Rows without schema_version, capture, or trace from older AgentV transcript exports remain replayable. New eval run artifacts write the v1 shape. For eval run artifacts, transcript.jsonl is the portable message/event projection. AgentV does not persist a public trace.json run sidecar, and the transcript is not a provider-native session dump. Provider-native session or stream logs, when captured during a new eval run, are preserved in transcript-raw.jsonl and referenced by transcript_raw_path; raw_provider_log_path is a legacy/imported pointer when older bundles or external sources already provide one. Agent Skills import, convert, transpile, and run paths do not require those legacy log pointers.

Claude EventAgentV Message
user{ role: 'user', content }
assistant{ role: 'assistant', content, toolCalls }
tool_use blocksToolCall { tool, input, id }
tool_result blocksPaired with matching tool_use by ID
progress, systemSkipped
Subagent eventsFiltered out (v1)

Token usage is aggregated from the final cumulative value per LLM request. Duration is computed from first-to-last event timestamp.

Import a session, then run graders against it:

Terminal window
# 1. List sessions and pick one
agentv import claude --list
# 2. Import a session by ID
agentv import claude --session-id 4c4f9e4e-e6f1-490b-a1b1-9aef543ebf22
# 3. Run graders against the imported transcript
agentv eval evals/my-eval.yaml --transcript .agentv/transcripts/claude-4c4f9e4e.jsonl

See examples/features/import-claude/ for a complete working example.

Use scripts/import-huggingface.py to convert HuggingFace benchmark datasets into AgentV eval files.
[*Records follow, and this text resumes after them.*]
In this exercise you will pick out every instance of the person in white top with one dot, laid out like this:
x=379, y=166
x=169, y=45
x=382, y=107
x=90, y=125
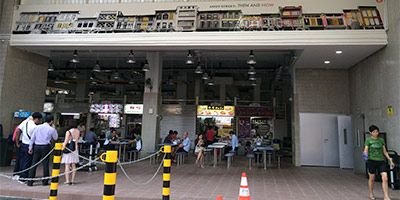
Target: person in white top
x=26, y=129
x=82, y=129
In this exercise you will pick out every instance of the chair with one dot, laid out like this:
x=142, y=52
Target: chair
x=135, y=154
x=250, y=157
x=229, y=157
x=181, y=158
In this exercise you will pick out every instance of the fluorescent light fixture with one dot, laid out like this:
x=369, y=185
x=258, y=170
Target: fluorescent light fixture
x=97, y=67
x=75, y=58
x=70, y=113
x=146, y=66
x=131, y=58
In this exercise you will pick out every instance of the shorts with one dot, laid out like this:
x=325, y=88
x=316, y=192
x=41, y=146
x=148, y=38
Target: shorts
x=181, y=150
x=376, y=165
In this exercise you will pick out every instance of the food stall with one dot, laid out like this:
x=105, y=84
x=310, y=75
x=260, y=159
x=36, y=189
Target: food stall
x=133, y=116
x=221, y=117
x=255, y=120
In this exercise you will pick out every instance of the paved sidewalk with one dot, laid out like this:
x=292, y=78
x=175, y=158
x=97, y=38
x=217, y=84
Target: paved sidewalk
x=190, y=182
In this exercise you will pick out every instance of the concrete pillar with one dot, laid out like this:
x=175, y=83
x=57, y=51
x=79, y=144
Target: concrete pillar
x=152, y=102
x=222, y=93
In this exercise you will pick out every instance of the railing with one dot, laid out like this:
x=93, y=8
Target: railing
x=55, y=2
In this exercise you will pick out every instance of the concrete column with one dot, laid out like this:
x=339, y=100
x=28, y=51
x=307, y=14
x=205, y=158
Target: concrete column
x=222, y=93
x=152, y=102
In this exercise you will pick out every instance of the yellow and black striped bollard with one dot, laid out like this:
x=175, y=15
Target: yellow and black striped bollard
x=55, y=171
x=167, y=172
x=110, y=175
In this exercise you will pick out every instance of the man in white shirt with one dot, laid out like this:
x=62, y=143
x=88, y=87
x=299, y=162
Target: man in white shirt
x=26, y=129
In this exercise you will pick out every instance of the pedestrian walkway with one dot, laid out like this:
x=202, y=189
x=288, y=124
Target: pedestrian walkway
x=191, y=182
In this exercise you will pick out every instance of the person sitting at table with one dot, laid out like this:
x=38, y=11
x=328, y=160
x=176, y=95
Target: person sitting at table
x=183, y=147
x=168, y=139
x=109, y=144
x=234, y=142
x=199, y=149
x=137, y=142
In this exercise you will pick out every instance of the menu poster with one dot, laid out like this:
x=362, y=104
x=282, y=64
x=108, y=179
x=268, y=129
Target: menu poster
x=255, y=111
x=244, y=126
x=205, y=110
x=106, y=108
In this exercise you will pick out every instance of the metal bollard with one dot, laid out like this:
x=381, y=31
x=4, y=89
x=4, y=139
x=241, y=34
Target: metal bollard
x=167, y=172
x=55, y=171
x=110, y=174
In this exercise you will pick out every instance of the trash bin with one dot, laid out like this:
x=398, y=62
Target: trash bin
x=6, y=150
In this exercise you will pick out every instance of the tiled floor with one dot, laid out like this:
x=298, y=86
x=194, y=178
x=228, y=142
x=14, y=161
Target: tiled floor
x=190, y=182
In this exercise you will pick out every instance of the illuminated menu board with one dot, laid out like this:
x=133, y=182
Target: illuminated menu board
x=205, y=110
x=106, y=108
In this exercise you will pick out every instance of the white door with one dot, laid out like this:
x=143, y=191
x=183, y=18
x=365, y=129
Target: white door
x=319, y=145
x=330, y=140
x=346, y=149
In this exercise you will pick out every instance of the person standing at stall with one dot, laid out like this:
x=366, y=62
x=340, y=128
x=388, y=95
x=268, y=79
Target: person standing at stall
x=375, y=153
x=40, y=146
x=26, y=130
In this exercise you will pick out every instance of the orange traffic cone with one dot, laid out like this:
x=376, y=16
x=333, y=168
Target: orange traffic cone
x=244, y=193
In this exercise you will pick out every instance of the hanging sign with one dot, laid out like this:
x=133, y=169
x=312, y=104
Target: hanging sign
x=390, y=111
x=133, y=109
x=216, y=110
x=106, y=108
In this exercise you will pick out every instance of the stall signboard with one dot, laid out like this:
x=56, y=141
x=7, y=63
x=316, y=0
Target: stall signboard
x=106, y=108
x=255, y=111
x=133, y=109
x=22, y=114
x=204, y=110
x=48, y=107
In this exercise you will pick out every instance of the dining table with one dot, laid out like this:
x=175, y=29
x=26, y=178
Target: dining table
x=216, y=146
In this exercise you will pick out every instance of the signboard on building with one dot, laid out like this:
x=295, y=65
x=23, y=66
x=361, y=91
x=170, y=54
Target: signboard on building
x=22, y=114
x=133, y=109
x=204, y=110
x=106, y=108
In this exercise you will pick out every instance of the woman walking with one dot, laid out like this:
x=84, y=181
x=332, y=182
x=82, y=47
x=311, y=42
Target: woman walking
x=70, y=159
x=375, y=151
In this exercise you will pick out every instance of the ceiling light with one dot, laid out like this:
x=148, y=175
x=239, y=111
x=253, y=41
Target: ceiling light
x=51, y=66
x=189, y=59
x=211, y=82
x=57, y=81
x=97, y=67
x=74, y=75
x=198, y=69
x=75, y=58
x=251, y=60
x=116, y=75
x=205, y=76
x=251, y=70
x=131, y=58
x=146, y=66
x=131, y=81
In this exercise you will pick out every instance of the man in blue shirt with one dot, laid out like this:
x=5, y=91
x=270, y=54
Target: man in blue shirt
x=184, y=146
x=39, y=146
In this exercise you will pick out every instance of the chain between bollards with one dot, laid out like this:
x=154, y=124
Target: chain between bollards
x=110, y=174
x=167, y=172
x=55, y=171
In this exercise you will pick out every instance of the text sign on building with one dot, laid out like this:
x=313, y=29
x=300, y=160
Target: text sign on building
x=205, y=110
x=22, y=114
x=106, y=108
x=133, y=109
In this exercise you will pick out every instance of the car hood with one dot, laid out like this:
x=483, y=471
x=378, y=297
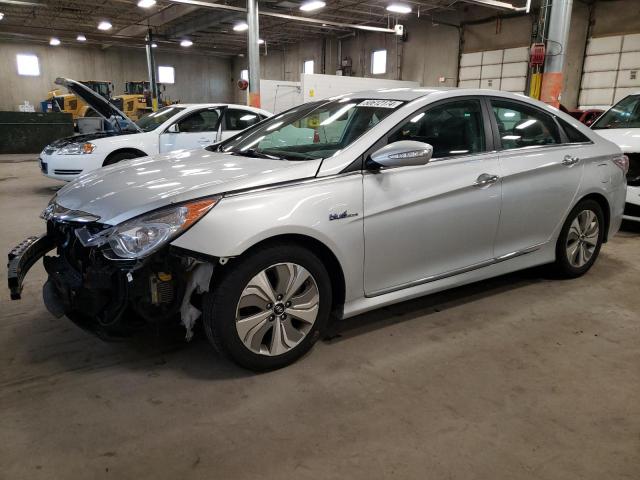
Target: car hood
x=105, y=108
x=127, y=189
x=628, y=139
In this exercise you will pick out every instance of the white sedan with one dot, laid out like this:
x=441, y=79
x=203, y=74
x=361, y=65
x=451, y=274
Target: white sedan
x=176, y=127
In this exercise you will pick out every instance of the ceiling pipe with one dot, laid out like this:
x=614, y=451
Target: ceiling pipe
x=204, y=4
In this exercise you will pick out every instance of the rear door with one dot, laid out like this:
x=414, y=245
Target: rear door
x=541, y=171
x=193, y=130
x=426, y=222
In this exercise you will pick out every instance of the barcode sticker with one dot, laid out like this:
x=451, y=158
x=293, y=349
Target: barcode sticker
x=380, y=103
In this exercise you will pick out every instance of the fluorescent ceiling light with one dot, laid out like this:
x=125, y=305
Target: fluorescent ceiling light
x=312, y=5
x=240, y=27
x=399, y=8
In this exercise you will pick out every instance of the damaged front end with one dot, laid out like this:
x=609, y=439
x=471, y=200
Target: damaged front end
x=99, y=280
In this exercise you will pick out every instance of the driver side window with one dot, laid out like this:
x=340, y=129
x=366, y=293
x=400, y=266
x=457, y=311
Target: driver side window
x=201, y=121
x=454, y=128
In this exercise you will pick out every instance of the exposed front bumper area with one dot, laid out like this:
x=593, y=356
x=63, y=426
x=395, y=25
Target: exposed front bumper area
x=109, y=296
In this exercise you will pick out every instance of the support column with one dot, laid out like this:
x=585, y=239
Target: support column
x=556, y=50
x=151, y=66
x=253, y=36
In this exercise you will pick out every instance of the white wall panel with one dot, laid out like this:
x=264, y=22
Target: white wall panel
x=471, y=59
x=516, y=55
x=492, y=57
x=491, y=71
x=601, y=63
x=514, y=69
x=470, y=73
x=599, y=46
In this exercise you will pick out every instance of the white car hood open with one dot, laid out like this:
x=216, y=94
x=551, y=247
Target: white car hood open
x=133, y=187
x=628, y=139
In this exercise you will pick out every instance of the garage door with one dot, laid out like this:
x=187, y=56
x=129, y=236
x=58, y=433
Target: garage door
x=611, y=70
x=495, y=69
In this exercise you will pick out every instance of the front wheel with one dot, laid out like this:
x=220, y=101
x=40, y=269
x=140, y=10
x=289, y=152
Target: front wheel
x=268, y=308
x=580, y=239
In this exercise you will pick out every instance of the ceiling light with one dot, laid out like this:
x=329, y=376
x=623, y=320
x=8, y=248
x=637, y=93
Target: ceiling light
x=399, y=8
x=312, y=5
x=240, y=27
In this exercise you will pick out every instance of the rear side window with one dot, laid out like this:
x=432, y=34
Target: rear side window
x=573, y=134
x=453, y=128
x=521, y=126
x=240, y=119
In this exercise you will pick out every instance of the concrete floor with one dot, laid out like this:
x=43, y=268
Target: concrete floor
x=521, y=377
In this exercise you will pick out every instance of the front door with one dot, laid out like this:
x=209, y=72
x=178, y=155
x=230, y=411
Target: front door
x=423, y=223
x=194, y=130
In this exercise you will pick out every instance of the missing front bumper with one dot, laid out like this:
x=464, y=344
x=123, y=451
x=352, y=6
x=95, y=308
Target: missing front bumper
x=22, y=257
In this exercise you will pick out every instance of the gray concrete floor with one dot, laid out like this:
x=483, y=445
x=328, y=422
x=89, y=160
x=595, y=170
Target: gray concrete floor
x=520, y=377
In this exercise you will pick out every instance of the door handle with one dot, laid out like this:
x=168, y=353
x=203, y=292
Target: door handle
x=486, y=179
x=570, y=160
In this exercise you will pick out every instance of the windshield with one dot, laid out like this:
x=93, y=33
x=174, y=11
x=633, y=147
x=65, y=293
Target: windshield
x=624, y=114
x=312, y=131
x=154, y=120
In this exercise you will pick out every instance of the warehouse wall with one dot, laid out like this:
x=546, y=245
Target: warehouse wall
x=198, y=78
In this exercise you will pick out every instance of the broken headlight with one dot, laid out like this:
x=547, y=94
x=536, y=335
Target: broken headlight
x=145, y=234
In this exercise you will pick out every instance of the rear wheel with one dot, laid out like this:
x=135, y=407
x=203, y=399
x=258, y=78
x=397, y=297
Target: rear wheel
x=580, y=239
x=269, y=308
x=119, y=156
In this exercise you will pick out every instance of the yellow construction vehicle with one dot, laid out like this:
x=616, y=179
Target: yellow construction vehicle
x=69, y=103
x=137, y=101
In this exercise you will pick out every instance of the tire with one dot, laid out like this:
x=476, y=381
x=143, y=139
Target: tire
x=247, y=332
x=118, y=157
x=578, y=235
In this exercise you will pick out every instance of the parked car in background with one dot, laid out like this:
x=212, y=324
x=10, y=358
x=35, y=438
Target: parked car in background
x=621, y=125
x=341, y=205
x=175, y=127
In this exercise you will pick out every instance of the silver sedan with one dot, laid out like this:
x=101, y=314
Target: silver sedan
x=328, y=210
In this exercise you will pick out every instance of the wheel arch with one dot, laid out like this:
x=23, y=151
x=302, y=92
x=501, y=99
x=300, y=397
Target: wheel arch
x=135, y=151
x=326, y=255
x=606, y=211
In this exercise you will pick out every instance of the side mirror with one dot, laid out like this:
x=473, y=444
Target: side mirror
x=404, y=153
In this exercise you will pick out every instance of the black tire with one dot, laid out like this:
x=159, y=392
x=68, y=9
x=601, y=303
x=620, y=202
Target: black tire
x=563, y=266
x=119, y=156
x=219, y=306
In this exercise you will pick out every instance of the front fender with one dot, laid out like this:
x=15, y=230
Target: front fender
x=328, y=210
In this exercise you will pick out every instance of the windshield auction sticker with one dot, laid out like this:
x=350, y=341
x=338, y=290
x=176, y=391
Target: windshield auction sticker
x=380, y=103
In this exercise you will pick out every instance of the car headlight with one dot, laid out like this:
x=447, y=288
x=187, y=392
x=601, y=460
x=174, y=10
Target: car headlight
x=141, y=236
x=77, y=149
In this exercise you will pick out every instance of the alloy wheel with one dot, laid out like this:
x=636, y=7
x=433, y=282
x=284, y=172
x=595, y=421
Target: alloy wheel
x=582, y=238
x=277, y=309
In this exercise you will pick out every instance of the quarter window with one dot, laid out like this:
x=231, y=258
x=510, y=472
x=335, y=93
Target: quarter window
x=454, y=128
x=521, y=126
x=202, y=121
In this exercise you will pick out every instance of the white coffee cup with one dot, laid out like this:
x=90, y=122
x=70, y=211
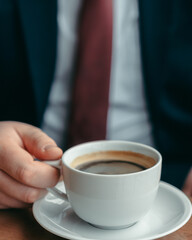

Currently supports SWE-bench-style datasets.

Terminal window
uv run scripts/import-huggingface.py \
--repo SWE-bench/SWE-bench_Verified \
--split test \
--limit 10 \
--output evals/swebench/

Each instance becomes an EVAL.yaml with:

  • input — the problem statement
  • workspace.docker.image — the pre-built SWE-bench Docker image (ghcr.io/epoch-research/swe-bench.eval.x86_64.<instance_id>:latest)
  • workspace.repos[].base_commit — the commit to reset to before the agent runs
  • assertionscode-grader tasks that run FAIL_TO_PASS and PASS_TO_PASS pytest suites inside the container

Run an imported SWE-bench eval against any coding agent target:

Terminal window
# Import one instance
uv run scripts/import-huggingface.py \
--repo SWE-bench/SWE-bench_Verified \
--limit 1 \
--output /tmp/swebench-eval/
# Run with a coding agent target
agentv eval /tmp/swebench-eval/*.EVAL.yaml --target codex

The Docker workspace spins up the pre-built SWE-bench image, checks out base_commit, runs the agent to apply a patch, then grades by running the test suite inside the container.